How dependent is new product development on creativity, team working, and collaboration? The UK Arts and Humanities Research Council is sponsoring a series of workshops exploring such issues. On May 3rd, 2007, Tudor Rickards presented findings on creative leadership, drawing on extensive studies of MBA project teams at The Manchester Business School.

Background

Salford, once famous for the much-loved TV soap Coronation Street, has taken on a high-tech image. Its vision of a Media-city helped it to beat its larger neighbour Manchester for the prized rehousing of a large chunk of the BBC’s operations. Salford Quays, walking district from Manchester United’s Old Trafford ‘Theatre of Dreams’, has become a trendy waterside address.

The workshop

On May 3rd 2007, Salford University hosted a workshop on the roles of team-working and collaboration in new product development. An invited group of fifty designers, managers and academics took part in the event, which is one of three workshops exploring creativity in design and new product development, sponsored by the British Arts and Humanities Research Council.

Participants were encouraged in advance of the workshop to visit the Leaders We Deserve blog. The presentation on creativity in work groups was crafted to the specified interests of the participants at the workshop. You can access the presentation here, (complete with date error on slide 1)

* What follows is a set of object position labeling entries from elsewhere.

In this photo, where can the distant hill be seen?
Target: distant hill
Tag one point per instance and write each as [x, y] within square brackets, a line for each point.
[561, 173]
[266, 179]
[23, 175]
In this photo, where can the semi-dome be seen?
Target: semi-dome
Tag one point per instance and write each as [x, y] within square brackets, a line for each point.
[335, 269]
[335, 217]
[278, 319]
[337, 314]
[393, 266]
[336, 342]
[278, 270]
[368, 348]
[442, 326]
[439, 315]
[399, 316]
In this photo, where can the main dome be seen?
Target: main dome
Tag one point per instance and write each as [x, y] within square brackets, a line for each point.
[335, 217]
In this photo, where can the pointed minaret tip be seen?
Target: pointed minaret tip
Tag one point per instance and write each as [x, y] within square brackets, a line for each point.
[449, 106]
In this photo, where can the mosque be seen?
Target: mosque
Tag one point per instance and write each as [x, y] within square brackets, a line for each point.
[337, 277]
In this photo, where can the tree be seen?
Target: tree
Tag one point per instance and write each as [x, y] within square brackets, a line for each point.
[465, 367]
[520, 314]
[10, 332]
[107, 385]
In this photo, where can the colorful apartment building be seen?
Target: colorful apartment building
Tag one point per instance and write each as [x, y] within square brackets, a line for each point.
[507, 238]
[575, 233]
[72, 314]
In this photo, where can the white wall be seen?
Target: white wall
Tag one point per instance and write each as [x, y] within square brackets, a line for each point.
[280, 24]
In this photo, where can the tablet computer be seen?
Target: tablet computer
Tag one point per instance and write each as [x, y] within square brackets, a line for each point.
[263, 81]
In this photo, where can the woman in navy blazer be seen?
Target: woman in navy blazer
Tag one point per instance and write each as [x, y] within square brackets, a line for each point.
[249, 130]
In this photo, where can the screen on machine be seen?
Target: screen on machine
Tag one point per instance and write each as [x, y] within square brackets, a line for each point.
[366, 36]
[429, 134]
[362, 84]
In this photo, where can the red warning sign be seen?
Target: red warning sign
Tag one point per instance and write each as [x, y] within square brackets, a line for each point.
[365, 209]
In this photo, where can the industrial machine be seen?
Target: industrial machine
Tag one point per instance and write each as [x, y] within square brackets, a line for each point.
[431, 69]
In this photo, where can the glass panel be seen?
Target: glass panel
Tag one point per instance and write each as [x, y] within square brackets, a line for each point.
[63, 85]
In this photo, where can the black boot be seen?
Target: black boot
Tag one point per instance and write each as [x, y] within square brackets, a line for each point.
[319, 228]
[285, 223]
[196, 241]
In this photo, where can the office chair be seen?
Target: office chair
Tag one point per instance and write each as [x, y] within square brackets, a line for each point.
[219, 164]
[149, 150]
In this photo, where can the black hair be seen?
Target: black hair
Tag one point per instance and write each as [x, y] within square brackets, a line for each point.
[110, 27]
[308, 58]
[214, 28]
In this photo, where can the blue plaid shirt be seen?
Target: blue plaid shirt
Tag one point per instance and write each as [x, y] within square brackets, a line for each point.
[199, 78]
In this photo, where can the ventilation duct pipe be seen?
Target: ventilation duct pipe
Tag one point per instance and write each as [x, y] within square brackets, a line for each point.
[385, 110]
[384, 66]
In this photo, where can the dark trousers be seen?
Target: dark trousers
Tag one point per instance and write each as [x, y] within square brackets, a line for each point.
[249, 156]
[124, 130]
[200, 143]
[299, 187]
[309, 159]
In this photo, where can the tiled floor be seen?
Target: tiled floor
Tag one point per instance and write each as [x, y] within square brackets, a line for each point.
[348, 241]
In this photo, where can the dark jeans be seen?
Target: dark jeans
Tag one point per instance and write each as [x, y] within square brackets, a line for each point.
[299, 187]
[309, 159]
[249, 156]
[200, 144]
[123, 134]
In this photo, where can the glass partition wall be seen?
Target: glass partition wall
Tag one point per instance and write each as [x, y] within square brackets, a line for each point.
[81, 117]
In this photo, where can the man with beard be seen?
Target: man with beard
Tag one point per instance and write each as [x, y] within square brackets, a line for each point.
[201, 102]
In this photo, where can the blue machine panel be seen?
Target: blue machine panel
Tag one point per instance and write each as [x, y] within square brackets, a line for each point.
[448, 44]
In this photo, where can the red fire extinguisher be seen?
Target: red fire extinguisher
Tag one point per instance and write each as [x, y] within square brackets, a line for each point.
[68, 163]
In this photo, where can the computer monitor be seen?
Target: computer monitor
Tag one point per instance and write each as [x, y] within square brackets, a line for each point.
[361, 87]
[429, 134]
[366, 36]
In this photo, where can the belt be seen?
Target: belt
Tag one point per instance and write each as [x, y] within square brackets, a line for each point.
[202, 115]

Creative Leadership and The Manchester Method

Manchester Business School has developed an approach to management education which involves its students in ‘living cases’ through working on projects with organizational sponsors. The design helps integrate direct business experiences with more traditional classroom lectures. The workshop learned of the spin-off findings for creative leadership in business projects.

The research questions

Two research questions were addressed:

How might team creativity be liberated through the application of structured approaches (such as brainstorming and Lateral thinking)?

How might creativity in project teams be assessed?

Experience from several hundred projects over three decades, suggested that a structured creativity approach ‘works’ if the team has a process leader, who is primarily concerned with setting a creative climate for the team, and who helps the team members collaborate and achieve ‘yes and’ rather than ‘either-or’ results from working together.

Assessment of team creativity and creative leadership is carried out through a team factors inventory which has helped identify factors associated with effective team leadership and team performance.

Creative leadership and intrinsic motivation

It was suggested that effective creative leadership provides space within which intrinsic motivation and creativity of team members flourish. The leadership style is characterized as invitational, and trust-based.

Conclusions

Creative leadership remains a topic open to further applied studies. The Manchester Business School approach offers a promising template for such research.